Lots of colourful characters to be seen as well.



This is the Electric Cinema. It first opened on Portobello Road in 1910 and has been in almost continual use since,  making it one of the oldest working cinemas in the country.

Notting Hill is also famous for its Carnival. Held every year for two days during the August Bank holiday it is now the biggest street carnival in the world. During those two days this year over 2,000,000 people visited the streets around Portobello Road and Ladbrook Grove to watch the carnival parades and enjoy the music and food. There is much discussion about whether or not it should continue in the confined space of the streets or whether it should be moved to one of the large parks. The history of the Carnival began with Claudia Jones in 1959 who organised an annual carnival in St Pancras Town Hall in response to the 1958 August Bank Holiday Notting Hill riots.  The carnival took to the streets for the first time in 1968.

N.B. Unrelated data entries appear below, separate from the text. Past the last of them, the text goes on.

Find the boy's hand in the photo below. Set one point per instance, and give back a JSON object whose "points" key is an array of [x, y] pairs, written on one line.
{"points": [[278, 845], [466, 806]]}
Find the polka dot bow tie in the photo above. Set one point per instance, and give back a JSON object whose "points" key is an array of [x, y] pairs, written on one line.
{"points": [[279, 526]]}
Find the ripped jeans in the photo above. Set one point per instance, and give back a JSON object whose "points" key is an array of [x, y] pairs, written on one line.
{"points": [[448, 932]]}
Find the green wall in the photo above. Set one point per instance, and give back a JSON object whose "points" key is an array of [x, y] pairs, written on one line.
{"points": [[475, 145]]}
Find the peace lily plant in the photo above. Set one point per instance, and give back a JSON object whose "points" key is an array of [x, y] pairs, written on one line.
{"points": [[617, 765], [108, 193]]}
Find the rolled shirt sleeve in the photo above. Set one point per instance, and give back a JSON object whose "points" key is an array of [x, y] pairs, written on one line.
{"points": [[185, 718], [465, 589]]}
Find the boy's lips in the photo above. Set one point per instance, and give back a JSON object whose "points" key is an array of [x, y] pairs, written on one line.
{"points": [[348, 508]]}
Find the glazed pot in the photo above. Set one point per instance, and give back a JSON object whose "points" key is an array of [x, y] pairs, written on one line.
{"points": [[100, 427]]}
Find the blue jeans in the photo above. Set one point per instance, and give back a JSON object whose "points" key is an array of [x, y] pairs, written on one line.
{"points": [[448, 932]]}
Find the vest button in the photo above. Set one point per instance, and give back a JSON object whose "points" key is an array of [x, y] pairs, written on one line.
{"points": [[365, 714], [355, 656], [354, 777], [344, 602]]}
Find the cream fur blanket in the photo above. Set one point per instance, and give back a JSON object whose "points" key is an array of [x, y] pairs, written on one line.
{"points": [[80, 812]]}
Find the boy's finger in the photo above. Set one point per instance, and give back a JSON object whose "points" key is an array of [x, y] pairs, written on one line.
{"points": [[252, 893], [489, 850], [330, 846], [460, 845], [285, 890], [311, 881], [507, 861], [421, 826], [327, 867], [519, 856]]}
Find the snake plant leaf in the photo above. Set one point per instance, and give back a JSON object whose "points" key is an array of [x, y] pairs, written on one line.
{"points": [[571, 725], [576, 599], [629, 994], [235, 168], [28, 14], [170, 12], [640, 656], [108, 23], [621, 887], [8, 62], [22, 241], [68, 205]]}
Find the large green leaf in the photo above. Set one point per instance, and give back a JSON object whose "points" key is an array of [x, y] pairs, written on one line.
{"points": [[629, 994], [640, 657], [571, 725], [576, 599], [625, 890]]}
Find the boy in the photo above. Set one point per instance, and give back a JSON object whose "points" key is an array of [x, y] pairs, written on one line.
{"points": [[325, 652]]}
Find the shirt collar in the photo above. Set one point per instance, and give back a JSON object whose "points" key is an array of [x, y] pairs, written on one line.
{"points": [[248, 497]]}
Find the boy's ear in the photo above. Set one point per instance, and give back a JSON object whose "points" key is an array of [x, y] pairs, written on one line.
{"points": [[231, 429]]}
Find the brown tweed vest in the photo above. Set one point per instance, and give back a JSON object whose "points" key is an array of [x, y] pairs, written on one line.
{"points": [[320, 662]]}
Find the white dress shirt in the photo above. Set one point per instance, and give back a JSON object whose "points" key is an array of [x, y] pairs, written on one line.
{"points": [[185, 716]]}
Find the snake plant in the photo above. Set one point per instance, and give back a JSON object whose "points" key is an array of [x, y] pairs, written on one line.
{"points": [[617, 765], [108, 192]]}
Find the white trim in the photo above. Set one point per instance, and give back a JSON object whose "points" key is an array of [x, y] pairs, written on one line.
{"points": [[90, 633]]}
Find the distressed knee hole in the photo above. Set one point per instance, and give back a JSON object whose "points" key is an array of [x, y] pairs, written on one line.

Walking back to the tube station along Colville Road I came across Turquoise Island, a traffic island, surrounded by three roads with their colourful shops.

The original council plans for this traffic island did not impress local resident, John Scott so he commissioned modernist architect Piers Gough to design a structure that would incorporate public toilets, a kiosk style shop, a clock and somewhere for people to sit. Built in 1993 it is half toilet and half florist, clad in bright turquoise tiles with a beautiful fan like canopy.